The House of Commons heritage committee has ordered another round of hearings into Hockey Canada’s handling of sexual assault complaints, with former and current senior executives and board chairs called to testify.

At a meeting on Tuesday, the Canadian Heritage Standing Committee agreed to direct Hockey Canada Acting Board Chair Andrea Skinner, Past President Michael Brind’Amour and Past President and Chief of management Bob Nicholson to appear at a hearing on October 4.

This will be the third time that Hockey Canada executives have testified before the committee since news broke of an alleged sexual assault involving Canada’s junior team players in 2018 after a Hockey Canada gala in London, Ont., and tentative settlement between the organization and the complainant.

A second allegation against members of the 2003 junior team has since surfaced.

Skinner took over as chairman of the board after Brind’Amour resigned on August 6, before his term ended in November.

Nicholson was CEO of Hockey Canada from June 1, 1998 to June 1, 2014. He is now President of the NHL’s Edmonton Oilers.

Lawyer Andrew Winton sits alongside Hockey Canada CEO Scott Smith, center, and Chief Financial Officer Brian Cairo, right, during parliamentary hearings in July. (Sean Kilpatrick/The Canadian Press)

A recent poll distributed by Hockey Canada left some shaking their heads at what they see as disconnected questions about how the organization handles sexual assault allegations.

The poll, which CBC News saw, was distributed to parents, volunteers and coaches and asked for their opinion of the national sports body.

Participants were asked to rate their level of agreement with several statements, including:

  • “The level of media criticism of Hockey Canada is overblown.”
  • “Incidents like this are unlikely to happen again.”
  • “The allegations relate to only a few hockey players and are not representative of hockey culture in this country.”

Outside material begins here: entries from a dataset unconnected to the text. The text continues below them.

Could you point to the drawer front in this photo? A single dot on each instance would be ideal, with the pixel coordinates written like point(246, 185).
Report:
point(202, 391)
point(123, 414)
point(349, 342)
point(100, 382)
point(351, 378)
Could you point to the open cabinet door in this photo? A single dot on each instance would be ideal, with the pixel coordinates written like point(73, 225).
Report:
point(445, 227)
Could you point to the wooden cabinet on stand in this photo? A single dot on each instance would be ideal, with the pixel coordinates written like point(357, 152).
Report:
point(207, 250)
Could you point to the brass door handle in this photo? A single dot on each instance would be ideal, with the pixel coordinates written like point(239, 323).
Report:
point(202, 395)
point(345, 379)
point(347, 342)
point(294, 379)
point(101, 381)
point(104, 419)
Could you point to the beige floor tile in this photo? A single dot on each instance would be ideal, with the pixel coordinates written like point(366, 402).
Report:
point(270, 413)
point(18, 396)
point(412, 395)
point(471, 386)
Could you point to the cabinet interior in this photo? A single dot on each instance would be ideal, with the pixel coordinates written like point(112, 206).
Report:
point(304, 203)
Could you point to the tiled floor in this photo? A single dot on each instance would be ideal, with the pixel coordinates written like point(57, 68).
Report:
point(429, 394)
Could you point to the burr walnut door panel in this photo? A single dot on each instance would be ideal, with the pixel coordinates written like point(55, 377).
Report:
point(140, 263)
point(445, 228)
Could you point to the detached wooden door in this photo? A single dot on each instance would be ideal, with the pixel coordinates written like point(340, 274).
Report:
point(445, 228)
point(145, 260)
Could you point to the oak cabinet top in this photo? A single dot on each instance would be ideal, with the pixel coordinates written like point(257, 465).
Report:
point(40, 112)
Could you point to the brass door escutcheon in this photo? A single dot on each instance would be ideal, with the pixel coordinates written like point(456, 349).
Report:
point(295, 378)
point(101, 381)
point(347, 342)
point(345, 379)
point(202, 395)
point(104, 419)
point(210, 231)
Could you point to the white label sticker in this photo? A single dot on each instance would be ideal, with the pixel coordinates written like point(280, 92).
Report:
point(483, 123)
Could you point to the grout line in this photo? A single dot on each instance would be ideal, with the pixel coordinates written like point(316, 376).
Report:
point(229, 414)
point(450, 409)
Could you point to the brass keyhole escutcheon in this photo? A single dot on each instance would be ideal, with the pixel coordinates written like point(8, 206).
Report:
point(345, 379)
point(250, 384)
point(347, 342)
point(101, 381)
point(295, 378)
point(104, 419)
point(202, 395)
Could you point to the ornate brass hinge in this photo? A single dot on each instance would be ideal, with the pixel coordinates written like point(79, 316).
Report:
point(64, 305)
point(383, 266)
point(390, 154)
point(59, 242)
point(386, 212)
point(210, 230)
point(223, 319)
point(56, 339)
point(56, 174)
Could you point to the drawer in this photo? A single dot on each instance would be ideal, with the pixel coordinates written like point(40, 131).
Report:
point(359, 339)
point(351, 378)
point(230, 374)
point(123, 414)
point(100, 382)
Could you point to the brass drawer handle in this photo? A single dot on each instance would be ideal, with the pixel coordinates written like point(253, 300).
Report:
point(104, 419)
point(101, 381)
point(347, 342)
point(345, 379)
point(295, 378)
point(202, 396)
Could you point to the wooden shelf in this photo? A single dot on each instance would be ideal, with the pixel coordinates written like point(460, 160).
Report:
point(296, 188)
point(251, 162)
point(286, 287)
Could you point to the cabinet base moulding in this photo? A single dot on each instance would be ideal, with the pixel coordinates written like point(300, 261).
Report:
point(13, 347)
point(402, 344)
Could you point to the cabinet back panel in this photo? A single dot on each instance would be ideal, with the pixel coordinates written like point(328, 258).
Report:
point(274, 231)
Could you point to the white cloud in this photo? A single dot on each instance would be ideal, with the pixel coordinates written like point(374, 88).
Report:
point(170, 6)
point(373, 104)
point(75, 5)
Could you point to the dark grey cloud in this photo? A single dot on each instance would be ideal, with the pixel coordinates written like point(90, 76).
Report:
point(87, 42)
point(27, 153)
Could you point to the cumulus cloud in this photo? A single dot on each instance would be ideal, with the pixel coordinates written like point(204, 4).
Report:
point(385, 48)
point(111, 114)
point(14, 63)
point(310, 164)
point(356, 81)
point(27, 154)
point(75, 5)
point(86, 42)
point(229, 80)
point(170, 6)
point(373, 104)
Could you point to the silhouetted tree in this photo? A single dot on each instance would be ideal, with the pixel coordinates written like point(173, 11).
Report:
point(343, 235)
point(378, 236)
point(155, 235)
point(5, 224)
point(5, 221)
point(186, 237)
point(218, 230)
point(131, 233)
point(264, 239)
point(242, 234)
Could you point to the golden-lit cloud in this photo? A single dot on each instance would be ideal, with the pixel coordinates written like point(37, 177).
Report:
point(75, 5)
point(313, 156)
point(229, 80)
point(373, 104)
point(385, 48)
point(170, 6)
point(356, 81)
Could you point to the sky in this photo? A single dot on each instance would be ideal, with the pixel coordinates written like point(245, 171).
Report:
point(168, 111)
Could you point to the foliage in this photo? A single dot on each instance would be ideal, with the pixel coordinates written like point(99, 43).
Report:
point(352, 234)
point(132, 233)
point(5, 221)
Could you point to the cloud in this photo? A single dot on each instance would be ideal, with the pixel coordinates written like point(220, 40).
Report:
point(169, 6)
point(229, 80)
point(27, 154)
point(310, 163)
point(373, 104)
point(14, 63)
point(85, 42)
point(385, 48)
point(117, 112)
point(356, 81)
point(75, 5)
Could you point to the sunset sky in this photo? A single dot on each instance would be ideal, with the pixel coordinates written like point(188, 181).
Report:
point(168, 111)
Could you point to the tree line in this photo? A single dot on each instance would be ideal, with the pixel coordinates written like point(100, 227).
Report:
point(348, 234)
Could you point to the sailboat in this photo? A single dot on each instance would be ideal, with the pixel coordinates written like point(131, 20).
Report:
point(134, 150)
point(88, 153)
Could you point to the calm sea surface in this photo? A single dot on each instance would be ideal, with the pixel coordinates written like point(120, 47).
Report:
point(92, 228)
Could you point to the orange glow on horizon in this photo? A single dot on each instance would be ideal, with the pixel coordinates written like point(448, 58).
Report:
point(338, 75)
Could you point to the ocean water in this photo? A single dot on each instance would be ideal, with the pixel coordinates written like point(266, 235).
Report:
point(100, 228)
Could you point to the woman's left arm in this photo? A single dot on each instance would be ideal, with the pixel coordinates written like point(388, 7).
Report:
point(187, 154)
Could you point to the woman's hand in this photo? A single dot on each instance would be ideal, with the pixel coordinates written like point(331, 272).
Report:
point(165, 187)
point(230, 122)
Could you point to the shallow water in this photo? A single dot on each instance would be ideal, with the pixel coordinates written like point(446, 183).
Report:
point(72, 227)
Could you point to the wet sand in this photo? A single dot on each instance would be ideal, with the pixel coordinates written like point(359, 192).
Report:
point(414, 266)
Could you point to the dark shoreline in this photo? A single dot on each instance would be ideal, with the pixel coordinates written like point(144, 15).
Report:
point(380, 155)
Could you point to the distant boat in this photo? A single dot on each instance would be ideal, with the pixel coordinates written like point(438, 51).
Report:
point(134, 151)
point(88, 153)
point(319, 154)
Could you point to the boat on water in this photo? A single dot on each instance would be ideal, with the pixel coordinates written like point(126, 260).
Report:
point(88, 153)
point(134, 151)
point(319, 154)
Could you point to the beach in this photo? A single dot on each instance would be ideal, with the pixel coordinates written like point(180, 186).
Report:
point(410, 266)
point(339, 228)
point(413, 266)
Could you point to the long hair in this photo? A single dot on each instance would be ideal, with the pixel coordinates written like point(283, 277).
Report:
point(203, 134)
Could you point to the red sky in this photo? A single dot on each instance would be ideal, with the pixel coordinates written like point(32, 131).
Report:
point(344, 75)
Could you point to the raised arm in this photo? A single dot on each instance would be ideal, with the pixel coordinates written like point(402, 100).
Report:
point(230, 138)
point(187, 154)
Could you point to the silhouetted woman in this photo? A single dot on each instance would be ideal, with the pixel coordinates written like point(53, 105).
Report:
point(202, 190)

They were also asked to say how important it is for Hockey Canada, as it works “to address systemic issues in hockey”, to “stop using membership fees to cover claims of sexual misconduct not assured”.

Hockey Canada told a parliamentary committee that it got most of its settlement money from its National Equity Fund, which is funded in part by minor hockey league registration fees – a fact that sparked public outrage.

The organization said in July that it would no longer use the fund to settle such claims.

Asked about the poll on Wednesday, Sports Minister Pascale St-Onge told reporters she wanted “profound and thorough” changes at Hockey Canada, not a public relations exercise.

St-Onge also said that the wording of the question regarding media coverage was incorrect.

WATCH | Hockey Canada “underestimates” the sexual misconduct crisis in a survey sent to members, according to the minister:

Hockey Canada ‘underestimates’ sexual misconduct crisis in member survey, minister says

Sports Minister Pascale St-Onge has criticized Hockey Canada for its attempt at “public relations management” and says she is looking for more concrete action after several allegations of sexual misconduct by players.

“Asking whether it was the media that created this whole crisis as we talk about a possible rape, repeatedly, I think understates the depth of the problem and the urgency and action that needs to happen. “, she said.

In a statement, the organization said it was not trying to downplay the challenges it faces or the “horrible allegations of sexual assault against former members of the national junior team”.

“Certain questions in the survey were constructed to gauge the sentiment and awareness of members of the hockey community about the issues facing Hockey Canada,” the statement read.